Eight days after the visit to Mr. Epstein’s mansion, a bank committee charged with vetting transactions that pose risks to the bank’s reputation held a meeting. According to a bank official familiar with the meeting, it was chaired by Stuart Clarke, chief operating officer for the Americas; other attendees included Michael Chepiga, acting general counsel for the Americas; and Ms. Ford, the compliance executive who had joined the bank just one week earlier.

The committee concluded that it was “comfortable with things continuing” with Mr. Epstein, according to an email that a committee member sent Mr. Packard. One committee member “noted a number of sizable deals recently,” according to the consent order. In other words, the relationship was making money for Deutsche Bank.

The following week Ms. Ford, the head of compliance, memorialized the decision in an email to Mr. Packard and other executives that put the onus squarely on Mr. Packard: Deutsche Bank would “continue business as usual with Jeff Epstein based upon” Mr. Packard’s “due diligence visit with him.” Ms. Ford also imposed some conditions on the relationship, but Mr. Packard and others “inexplicably” failed to convey those conditions to all of those who regularly dealt with Mr. Epstein. The bankers “continued conducting business with Epstein in the same manner as they had,” the consent order said.

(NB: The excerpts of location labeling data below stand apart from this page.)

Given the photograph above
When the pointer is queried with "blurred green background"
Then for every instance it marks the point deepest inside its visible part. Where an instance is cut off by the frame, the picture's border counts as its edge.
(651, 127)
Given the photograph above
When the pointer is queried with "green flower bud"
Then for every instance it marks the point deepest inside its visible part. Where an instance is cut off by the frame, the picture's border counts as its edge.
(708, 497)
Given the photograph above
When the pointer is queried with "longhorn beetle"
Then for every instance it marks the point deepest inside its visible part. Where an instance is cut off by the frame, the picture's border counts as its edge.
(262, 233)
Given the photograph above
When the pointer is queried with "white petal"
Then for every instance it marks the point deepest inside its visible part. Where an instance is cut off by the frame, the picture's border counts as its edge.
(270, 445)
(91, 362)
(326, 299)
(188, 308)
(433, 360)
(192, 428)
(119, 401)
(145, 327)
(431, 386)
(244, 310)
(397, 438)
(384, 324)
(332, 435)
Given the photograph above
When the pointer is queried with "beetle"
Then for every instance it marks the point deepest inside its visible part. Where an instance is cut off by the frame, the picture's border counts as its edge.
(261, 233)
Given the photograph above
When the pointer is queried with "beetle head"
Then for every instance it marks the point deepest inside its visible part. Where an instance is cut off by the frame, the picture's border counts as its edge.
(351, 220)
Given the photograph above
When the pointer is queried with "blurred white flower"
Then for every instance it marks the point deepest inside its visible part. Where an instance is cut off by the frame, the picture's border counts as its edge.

Only after The Miami Herald revealed in November 2018 the extent of Mr. Epstein’s sexual misconduct and lenient plea deal did Deutsche Bank begin to wind down its relationship with Mr. Epstein. Even then, a bank executive wrote letters to two other financial institutions essentially vouching for Mr. Epstein.

By then Mr. Morris and Mr. Packard had both left the bank. Mr. Morris went to Merrill Lynch, where he’s a private wealth adviser. Mr. Packard joined Bridgewater Associates, the hedge fund founded by Ray Dalio.

Of the members of the risk-assessment committee who approved continuing the Epstein relationship, Mr. Clarke and Mr. Chepiga have both left the bank. Only Ms. Ford remains.

The bank’s Mr. Hunter declined to comment on her behalf. “Deutsche Bank undertook appropriate disciplinary actions based upon its findings regarding the underlying conduct, including termination for some employees,” Mr. Hunter said. “We do not comment on individual instances of employee discipline.”